By TERRY SAVAGE firstname.lastname@example.org or @TerryTalksMoney October 24, 2012 6:22PM
Updated: May 3, 2013 12:15PM
Q. I read that something is changing about FDIC deposit insurance at the end of the year. Should I be worried?
A. The only changes to FDIC deposit insurance that will take place at year-end relate to the unlimited insurance given to non-interest bearing checking accounts, which are typically used by big corporations to pay bills and handle payroll accounts. The FDIC extended unlimited insurance coverage to those accounts during the financial crisis of 2008, to keep large business deposits in the banking system. That coverage will now be reduced to the $250,000 that is standard for all deposit accounts.
But nothing is changing with regard to the FDIC insurance coverage for interest-earning deposits. The coverage limit remains at $250,000 per separately named account. However, if you are planning to keep more than $250,000 in any one financial institution, you should be aware of how this definition of insured accounts applies. Specifics are available at www.FDIC.gov.

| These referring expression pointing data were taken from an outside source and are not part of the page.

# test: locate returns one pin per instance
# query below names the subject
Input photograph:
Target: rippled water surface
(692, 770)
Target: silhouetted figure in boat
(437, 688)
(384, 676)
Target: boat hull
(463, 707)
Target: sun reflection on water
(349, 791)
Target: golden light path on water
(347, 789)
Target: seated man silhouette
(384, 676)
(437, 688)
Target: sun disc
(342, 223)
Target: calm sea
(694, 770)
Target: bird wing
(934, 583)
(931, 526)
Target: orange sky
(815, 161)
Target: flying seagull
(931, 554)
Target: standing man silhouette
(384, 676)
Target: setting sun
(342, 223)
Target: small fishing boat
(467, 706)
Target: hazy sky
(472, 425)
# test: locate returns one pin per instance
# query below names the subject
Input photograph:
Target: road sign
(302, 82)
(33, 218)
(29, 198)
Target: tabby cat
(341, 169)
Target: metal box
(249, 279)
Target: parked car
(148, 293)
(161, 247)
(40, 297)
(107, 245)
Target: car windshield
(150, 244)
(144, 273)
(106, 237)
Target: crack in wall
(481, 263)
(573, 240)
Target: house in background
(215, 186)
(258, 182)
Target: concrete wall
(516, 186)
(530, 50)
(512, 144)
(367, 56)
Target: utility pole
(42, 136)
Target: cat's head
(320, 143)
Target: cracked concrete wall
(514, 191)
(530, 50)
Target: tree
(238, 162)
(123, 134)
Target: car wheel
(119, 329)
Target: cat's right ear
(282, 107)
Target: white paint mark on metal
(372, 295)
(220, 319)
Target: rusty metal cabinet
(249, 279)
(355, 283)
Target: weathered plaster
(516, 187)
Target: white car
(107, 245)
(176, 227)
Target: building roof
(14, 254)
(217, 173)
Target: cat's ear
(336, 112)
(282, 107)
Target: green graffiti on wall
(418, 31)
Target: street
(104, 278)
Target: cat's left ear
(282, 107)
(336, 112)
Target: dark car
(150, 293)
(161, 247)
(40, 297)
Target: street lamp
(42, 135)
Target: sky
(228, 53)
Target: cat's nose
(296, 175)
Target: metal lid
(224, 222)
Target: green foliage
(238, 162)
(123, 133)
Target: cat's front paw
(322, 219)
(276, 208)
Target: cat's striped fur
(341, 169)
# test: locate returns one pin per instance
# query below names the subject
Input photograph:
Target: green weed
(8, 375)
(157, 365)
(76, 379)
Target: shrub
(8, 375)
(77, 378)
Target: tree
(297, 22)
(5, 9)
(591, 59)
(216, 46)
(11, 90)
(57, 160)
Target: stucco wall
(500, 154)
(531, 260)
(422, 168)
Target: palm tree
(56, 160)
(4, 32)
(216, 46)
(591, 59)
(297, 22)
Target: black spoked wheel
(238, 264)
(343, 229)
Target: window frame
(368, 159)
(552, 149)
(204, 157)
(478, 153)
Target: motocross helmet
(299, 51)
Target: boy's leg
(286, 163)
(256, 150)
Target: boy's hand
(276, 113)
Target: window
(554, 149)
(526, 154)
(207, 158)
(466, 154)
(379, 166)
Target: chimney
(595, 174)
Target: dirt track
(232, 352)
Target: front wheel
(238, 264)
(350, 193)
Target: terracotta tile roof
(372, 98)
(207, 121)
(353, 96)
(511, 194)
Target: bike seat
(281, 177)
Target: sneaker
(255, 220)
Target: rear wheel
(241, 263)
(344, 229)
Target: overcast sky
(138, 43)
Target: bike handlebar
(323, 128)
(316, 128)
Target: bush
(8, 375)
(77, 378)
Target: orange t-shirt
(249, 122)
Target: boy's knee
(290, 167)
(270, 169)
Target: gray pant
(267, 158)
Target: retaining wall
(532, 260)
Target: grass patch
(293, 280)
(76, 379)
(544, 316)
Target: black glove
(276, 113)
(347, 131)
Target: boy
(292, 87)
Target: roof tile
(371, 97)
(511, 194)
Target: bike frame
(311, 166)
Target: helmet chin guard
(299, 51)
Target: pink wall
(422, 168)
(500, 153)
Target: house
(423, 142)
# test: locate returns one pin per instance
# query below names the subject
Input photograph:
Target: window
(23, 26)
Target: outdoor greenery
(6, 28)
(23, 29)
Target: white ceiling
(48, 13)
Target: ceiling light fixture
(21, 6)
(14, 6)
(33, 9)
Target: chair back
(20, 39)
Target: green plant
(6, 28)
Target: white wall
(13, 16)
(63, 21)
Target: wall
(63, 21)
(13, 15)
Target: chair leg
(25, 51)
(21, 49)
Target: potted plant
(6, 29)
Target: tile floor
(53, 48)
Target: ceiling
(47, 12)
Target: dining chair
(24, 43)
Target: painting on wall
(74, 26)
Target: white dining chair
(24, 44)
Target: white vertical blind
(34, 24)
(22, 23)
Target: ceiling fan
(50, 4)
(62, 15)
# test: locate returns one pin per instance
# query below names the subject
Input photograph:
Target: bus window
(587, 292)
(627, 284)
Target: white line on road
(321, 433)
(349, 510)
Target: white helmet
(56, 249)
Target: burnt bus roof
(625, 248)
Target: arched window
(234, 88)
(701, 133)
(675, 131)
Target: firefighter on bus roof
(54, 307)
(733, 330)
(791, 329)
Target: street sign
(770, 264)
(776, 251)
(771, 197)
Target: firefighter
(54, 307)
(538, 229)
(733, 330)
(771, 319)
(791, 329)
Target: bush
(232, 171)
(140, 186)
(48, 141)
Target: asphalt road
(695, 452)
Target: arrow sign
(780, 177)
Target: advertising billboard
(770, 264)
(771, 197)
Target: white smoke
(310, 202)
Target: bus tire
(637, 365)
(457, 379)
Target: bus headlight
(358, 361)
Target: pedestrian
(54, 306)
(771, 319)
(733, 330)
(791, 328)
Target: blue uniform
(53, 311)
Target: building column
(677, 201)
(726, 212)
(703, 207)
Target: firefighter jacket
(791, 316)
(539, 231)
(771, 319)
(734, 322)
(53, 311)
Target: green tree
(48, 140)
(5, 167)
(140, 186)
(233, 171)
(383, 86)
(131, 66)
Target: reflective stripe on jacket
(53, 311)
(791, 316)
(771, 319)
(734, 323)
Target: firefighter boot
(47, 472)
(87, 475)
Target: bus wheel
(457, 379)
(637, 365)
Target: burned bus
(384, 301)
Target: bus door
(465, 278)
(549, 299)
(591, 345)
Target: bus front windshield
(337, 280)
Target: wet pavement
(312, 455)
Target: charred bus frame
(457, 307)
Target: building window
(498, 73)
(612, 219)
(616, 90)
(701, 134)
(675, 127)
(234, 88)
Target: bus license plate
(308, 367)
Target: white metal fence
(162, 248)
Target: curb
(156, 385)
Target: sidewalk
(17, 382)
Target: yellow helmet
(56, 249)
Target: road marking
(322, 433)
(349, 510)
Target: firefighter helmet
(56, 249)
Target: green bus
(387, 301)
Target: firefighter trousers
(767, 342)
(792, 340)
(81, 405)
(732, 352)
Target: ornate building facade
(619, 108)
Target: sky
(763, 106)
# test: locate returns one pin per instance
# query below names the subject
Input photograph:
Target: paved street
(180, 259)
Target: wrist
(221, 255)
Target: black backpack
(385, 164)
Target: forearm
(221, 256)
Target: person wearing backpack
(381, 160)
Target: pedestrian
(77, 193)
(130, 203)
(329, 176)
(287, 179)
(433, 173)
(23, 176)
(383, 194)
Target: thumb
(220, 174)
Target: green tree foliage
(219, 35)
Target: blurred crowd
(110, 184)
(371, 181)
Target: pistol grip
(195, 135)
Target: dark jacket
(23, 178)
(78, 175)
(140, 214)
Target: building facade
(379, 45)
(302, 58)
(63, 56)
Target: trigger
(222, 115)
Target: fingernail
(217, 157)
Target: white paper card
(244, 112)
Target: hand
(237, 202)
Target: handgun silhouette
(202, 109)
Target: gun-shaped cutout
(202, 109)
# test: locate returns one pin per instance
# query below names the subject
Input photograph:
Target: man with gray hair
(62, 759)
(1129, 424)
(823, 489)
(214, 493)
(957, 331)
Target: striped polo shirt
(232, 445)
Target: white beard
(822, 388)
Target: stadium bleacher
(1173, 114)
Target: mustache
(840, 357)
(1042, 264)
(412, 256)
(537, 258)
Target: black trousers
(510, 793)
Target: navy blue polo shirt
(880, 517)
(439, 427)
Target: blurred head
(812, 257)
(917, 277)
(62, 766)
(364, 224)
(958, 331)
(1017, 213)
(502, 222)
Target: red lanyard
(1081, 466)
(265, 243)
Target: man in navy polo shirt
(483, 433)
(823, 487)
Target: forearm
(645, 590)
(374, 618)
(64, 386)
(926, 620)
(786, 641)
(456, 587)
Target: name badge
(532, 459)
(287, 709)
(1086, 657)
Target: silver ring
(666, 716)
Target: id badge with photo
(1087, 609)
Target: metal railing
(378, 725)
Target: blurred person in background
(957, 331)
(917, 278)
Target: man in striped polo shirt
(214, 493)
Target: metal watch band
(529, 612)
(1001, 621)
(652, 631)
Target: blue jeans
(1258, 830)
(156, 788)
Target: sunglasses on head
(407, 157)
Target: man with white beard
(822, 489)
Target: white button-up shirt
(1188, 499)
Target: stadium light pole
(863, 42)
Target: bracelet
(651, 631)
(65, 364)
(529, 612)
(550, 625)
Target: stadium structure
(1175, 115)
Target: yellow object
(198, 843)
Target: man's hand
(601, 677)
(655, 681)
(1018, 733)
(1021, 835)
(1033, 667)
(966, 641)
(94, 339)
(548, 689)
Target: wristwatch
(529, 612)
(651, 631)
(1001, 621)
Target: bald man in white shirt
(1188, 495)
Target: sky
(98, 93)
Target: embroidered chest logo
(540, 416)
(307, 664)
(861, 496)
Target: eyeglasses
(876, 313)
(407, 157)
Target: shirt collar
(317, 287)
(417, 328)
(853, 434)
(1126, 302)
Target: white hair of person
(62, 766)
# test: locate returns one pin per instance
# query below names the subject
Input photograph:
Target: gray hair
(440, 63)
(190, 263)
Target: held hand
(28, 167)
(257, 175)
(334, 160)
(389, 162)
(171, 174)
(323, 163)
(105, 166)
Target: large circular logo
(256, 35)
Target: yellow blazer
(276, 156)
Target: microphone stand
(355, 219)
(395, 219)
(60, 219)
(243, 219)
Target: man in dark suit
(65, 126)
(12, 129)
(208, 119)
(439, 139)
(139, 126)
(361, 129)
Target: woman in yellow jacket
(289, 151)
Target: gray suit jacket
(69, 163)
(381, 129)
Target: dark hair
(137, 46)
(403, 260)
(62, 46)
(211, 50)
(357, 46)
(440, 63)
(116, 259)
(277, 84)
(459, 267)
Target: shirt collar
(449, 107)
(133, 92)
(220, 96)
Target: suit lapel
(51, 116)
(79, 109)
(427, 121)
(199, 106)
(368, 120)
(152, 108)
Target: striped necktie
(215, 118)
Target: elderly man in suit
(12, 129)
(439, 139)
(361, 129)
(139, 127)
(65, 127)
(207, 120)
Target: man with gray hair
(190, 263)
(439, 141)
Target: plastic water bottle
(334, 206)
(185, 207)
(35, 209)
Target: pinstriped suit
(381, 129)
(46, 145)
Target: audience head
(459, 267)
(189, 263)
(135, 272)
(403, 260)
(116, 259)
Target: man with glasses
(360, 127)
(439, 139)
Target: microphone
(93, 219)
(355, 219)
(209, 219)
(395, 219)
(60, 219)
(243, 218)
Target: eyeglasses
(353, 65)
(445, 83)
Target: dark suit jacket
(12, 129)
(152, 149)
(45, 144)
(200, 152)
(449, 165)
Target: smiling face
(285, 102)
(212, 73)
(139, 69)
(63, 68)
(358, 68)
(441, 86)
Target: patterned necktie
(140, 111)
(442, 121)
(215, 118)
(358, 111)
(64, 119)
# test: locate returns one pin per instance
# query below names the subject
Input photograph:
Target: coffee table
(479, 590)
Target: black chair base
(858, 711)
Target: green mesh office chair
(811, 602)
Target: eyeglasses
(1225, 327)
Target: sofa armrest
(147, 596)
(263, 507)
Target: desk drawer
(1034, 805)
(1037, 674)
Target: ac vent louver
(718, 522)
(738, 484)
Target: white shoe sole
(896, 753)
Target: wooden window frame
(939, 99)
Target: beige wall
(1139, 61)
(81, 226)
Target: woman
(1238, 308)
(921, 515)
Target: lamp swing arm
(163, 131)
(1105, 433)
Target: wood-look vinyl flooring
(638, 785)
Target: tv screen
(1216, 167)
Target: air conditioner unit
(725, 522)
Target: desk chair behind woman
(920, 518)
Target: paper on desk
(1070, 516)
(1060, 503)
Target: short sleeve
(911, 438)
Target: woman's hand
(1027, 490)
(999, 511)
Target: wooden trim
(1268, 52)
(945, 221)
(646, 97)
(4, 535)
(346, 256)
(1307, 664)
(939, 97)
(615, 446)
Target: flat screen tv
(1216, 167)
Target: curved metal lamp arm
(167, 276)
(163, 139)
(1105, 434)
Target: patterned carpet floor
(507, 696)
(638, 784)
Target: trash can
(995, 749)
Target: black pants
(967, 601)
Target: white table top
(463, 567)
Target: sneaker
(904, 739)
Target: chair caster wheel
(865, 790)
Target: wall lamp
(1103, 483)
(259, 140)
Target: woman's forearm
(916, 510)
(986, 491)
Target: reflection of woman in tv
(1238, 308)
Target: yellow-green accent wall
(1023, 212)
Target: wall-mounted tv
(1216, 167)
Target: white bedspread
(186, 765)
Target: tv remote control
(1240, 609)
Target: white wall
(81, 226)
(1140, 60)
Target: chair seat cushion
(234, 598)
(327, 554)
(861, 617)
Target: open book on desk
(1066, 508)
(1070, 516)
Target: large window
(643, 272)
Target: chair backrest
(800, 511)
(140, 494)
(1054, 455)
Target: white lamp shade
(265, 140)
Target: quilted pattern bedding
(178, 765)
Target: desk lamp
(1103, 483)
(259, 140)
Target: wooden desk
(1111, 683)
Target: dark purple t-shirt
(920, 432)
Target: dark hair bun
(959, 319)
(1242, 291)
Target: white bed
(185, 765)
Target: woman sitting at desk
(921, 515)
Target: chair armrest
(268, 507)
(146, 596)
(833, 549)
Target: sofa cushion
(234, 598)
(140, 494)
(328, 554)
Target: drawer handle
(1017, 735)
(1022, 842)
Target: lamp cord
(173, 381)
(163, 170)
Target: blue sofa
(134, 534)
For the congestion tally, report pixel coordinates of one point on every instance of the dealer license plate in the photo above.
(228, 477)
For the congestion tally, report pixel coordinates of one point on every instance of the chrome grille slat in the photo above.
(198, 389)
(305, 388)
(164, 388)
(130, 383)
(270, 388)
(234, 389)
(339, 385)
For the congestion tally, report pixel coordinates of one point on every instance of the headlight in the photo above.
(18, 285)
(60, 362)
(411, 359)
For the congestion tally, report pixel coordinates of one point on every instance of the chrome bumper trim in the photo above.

If you have an individual account in a Certificate of Deposit, money market or a combination of accounts in your name only, the accounts are insured up to $250,000.
If you also have a joint account with your spouse, each of the co-owners would have $250,000 of insurance (regardless of other accounts you have in the bank). However, you cannot expand on this insurance by having the names on the account reversed, such as John Smith and Mary Smith for one account, and Mary Smith and John Smith for another account.
IRA accounts are insured for up to $250,000 per owner. This category also includes Roth IRAs, SEP IRAs, Keogh plans, and SIMPLE IRAs. All deposits in any type of retirement plan are added up, and the total is insured up to $250,000.
And Revocable Trust accounts are insured up to $250,000 for “each unique eligible beneficiary named or identified in the revocable trust.”
If you’re involved in those situations, get written advice from your bank as to the total coverage of your deposits. Or consider spreading your deposits among several banks. Some banking groups can arrange for your deposits to be separately covered in individual banks within their holding company. One example of this type of arrangement can be found at Maxsafeaccount.com.
And here’s one more thing to remember when worrying about deposit coverage: Not all products sold by banks carry deposit insurance! That is, if you purchase mutual funds or insurance investment products through the securities department inside your bank, those products are not covered against loss by FDIC insurance. Similarly, debt securities that are sold by the investment divisions of a bank do not carry FDIC insurance — although they may look and sound as if they do.
Bottom line: Even if you purchase a financial product at your bank, it is not FDIC insured unless that insurance is explicitly stated. The sign on the glass door applies only to specifically insured deposit and checking accounts.
If you have so much money that you’re bumping up against the limits, you should be smart enough to know the rules that apply. And that’s The Savage Truth.